BNSF is eliminating single track through La Crosse. Single to double track requires switches. Most derailments happen near or around switches. Double track eliminates switches like those that are/were very close to the 2 public high schools in La Crosse so that trains move out of the city more efficiently and safely.

The oil traffic isn't going away, the railroads are bound by common carrier law to take it and I suspect there won't be a ton more trains traveling here than are already moving. The congress can try and legislate rules to make it safer, some making sense, others not even close. Inspections are a good idea. Trains get inspected at most terminals, so they are already being looked at. Detectors look at wheels, and other trouble spots so thats getting covered.

At the same time the BNSF is working for the safety of the community, the CP pushes oil trains through as well-not paying any attention to those?


Doesn't sound like your much of a fighter Pahoehoe.


It's time to get over it folks. You obviously don't like the 2nd mainline being built in the marsh but there is NOTHING you can do from here on out. You can complain all you want and file motions and lawsuits ....even howl at the moon if you will but, you are not going to change the outcome. GET OVER IT ALREADY!


Wisconsin Senator Tammy Baldwin co sponsors legislation that would force immediate retirement or retrofitting of unsafe oil tank cars, compel removed of volatile gases from crude oil before it is loaded, and providing immediate funding to train and equip first responders to cope with an oil train disaster.
In addition to these measures, the Federal Railroad Administration needs to increase the scope and intensity of car and rail inspections, especially on hazmat routes through urban areas. Preventing derailments is the first line of defense against calamity, not pipelines, which are even more hazardous to the environment and water than trains, and whose reliance on eminent domain is increasingly rancorous politically.
Sign the attached petition urging the FRA to vigorously enforce railroad health and safety regulations. Add a comment while you're at it to counter the railroad lobbies' unrelenting trust-us-we-know-what-we're-doing cant. http://petitions.moveon.org/sign/enforce-railroad-health?source=s.fwd&r_by=1718159

Melowese Richardson

the plaintiffs argue that any work that takes place while the court is deciding the issue would cause “irreparable harm” to the parties involved and the general public.

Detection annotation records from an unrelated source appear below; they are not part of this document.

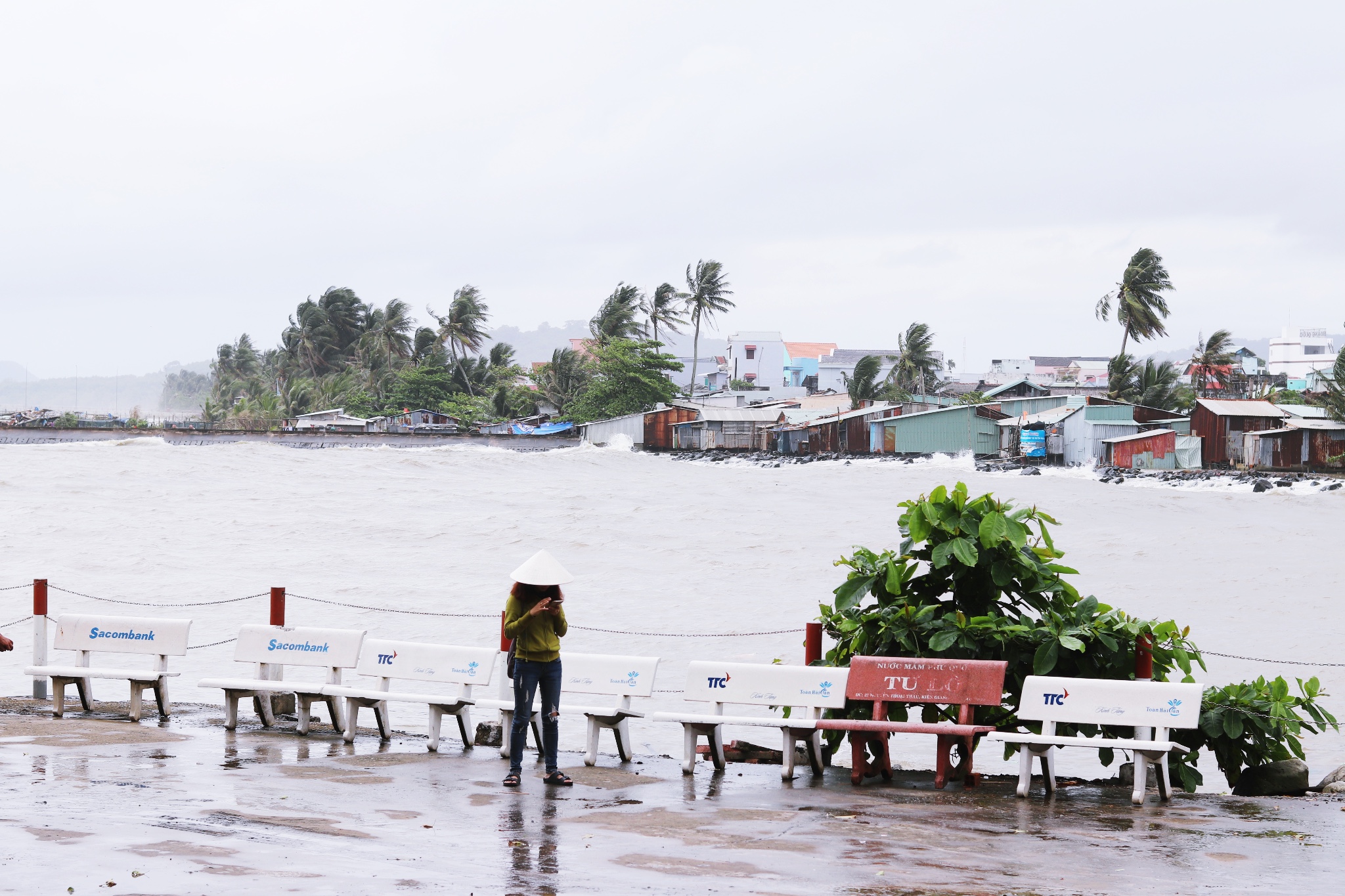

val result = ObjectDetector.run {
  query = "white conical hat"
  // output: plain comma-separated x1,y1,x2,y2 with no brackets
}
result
510,551,574,584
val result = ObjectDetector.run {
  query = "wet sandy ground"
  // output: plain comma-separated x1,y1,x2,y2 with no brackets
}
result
0,700,1345,896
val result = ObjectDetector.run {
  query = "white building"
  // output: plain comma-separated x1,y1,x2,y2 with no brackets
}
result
1266,326,1336,380
725,330,791,385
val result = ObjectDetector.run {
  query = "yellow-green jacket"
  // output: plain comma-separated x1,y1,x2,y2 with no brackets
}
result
504,595,569,662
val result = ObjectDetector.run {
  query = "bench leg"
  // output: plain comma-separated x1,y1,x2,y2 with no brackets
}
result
76,678,93,712
225,691,240,731
342,697,359,743
500,710,514,759
1154,754,1172,802
1130,752,1149,806
584,716,600,765
706,725,728,771
429,704,444,752
1018,744,1032,797
805,731,822,775
933,735,958,790
323,697,345,732
374,700,393,740
850,731,869,787
155,678,168,719
253,693,276,728
612,719,635,761
295,693,313,735
453,706,476,750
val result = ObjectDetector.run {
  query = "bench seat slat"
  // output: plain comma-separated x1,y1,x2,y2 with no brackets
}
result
652,712,820,731
986,731,1190,752
323,685,475,706
23,666,181,681
818,719,996,738
196,678,327,697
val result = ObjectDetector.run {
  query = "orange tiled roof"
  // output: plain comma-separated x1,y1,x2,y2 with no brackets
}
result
784,343,837,357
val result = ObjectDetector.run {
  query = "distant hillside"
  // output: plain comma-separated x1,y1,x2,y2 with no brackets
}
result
0,362,209,416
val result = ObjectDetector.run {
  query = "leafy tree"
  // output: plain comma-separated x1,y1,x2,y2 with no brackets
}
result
686,259,733,395
820,482,1336,790
425,284,489,394
159,371,209,411
533,348,593,416
1095,249,1173,354
841,354,882,408
589,282,644,345
566,339,682,422
1319,352,1345,423
1190,329,1237,398
640,284,688,343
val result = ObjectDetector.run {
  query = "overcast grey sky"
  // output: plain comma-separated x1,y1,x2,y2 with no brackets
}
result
0,3,1345,376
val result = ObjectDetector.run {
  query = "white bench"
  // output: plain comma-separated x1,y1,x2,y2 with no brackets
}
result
986,675,1205,806
653,662,850,780
476,653,659,765
323,638,496,751
196,625,364,735
23,614,191,721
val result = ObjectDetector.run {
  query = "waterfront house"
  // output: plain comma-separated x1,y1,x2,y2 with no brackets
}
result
869,404,1005,457
1243,417,1345,471
293,407,370,433
1190,398,1285,466
672,407,782,452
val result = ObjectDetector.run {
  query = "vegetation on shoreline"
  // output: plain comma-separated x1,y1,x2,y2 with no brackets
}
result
820,482,1338,791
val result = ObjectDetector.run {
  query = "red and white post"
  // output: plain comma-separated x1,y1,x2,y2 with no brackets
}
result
32,579,47,700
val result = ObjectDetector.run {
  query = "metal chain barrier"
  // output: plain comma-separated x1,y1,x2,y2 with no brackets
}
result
285,591,499,619
1200,650,1345,666
47,584,269,608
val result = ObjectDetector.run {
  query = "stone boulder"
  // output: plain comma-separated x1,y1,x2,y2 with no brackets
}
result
1233,759,1308,797
1313,765,1345,794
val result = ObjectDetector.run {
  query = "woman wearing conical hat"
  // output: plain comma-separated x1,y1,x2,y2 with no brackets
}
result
504,551,574,787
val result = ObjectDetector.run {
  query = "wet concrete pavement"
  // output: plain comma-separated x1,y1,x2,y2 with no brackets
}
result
0,700,1345,896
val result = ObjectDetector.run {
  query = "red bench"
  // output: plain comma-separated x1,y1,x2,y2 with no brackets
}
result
818,657,1007,790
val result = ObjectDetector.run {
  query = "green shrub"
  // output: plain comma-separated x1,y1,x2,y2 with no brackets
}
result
820,482,1336,790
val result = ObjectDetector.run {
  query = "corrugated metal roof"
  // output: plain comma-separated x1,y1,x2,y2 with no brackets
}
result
1275,404,1326,419
674,404,783,426
1101,430,1177,442
1196,398,1285,416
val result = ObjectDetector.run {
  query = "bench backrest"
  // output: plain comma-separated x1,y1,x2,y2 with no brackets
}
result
234,625,364,669
355,638,498,685
1018,675,1205,728
684,661,850,710
561,653,659,697
845,657,1009,706
53,612,191,657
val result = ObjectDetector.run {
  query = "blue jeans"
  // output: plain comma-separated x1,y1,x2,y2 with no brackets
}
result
508,660,561,775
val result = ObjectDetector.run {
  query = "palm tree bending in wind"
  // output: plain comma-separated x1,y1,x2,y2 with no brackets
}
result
1095,249,1173,354
686,259,733,398
425,284,491,395
640,284,686,343
1190,329,1237,398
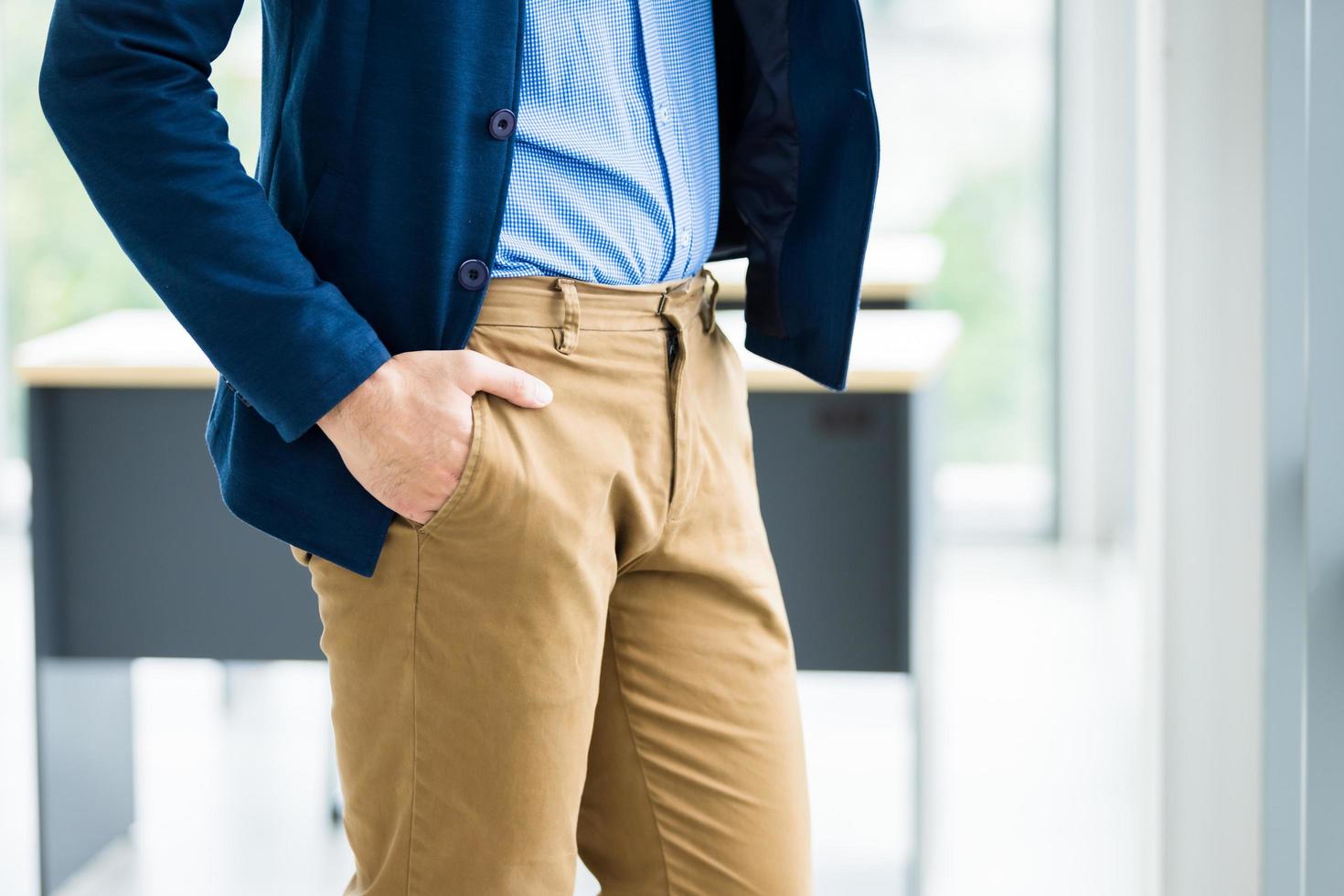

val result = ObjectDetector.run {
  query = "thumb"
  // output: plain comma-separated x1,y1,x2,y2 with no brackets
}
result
472,355,552,407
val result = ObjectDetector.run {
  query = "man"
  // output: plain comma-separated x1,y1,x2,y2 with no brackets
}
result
42,0,878,896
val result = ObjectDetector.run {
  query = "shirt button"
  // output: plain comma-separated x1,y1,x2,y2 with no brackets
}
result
488,109,517,140
457,258,491,289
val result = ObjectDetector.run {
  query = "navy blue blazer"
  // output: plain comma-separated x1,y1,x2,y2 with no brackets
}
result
40,0,878,576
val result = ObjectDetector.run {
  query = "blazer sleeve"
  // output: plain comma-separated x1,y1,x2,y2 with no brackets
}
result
39,0,389,442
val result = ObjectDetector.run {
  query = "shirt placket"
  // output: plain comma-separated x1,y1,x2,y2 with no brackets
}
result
638,0,695,280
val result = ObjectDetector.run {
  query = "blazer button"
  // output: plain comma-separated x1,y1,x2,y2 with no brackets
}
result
489,109,517,140
457,258,491,289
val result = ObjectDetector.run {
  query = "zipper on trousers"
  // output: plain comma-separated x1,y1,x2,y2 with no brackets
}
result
668,329,678,373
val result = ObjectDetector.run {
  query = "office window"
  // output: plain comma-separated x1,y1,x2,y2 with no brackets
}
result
0,0,261,457
0,0,1055,532
863,0,1056,535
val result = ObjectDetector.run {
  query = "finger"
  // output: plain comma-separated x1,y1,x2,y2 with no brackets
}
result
459,353,552,407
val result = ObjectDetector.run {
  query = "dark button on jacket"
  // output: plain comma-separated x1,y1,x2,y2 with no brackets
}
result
457,258,491,289
491,109,517,140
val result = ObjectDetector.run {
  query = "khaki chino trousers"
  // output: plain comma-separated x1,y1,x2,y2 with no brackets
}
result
293,270,810,896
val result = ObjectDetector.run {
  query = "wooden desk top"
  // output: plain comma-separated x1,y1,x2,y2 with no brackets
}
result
15,309,961,392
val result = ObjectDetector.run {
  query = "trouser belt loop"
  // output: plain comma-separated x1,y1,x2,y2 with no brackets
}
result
555,277,580,355
700,267,719,333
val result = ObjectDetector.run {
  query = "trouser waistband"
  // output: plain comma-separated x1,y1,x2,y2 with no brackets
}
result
475,267,719,353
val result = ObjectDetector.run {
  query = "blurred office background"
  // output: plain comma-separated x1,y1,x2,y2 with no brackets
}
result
0,0,1328,896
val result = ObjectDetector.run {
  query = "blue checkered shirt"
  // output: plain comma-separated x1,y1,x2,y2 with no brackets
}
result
491,0,719,286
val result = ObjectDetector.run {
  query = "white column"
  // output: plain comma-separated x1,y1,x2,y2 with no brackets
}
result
1137,0,1266,896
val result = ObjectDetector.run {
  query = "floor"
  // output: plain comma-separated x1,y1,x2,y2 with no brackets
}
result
0,491,1141,896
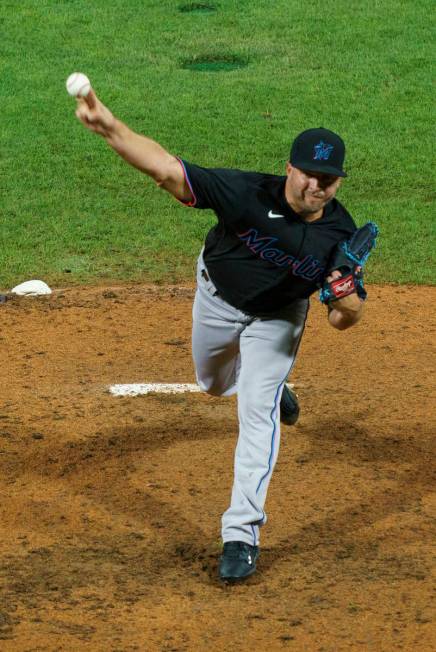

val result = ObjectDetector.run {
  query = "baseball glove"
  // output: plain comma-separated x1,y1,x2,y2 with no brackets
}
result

What a crock. Anything done could be undone IF the courts were to rule against BNSF. Some people can't take getting their butt handed to them without whining incessantly. Common theme with most liberals, especially those Triblibs we see frequently posting on here.

Mr Wizard

CARS kooks at it again. Just can't take no for an answer. The judge already has said what is necessary to be granted an injunction against BNSF...............Pony up a few million dollars to ensure the railroad isn't harmed when CARS loses their case in court. It's a done deal, kooks.


Can we stop the I90 road and bridge projects for a year while we run an environmental study as to the impact of the fish and wildlife???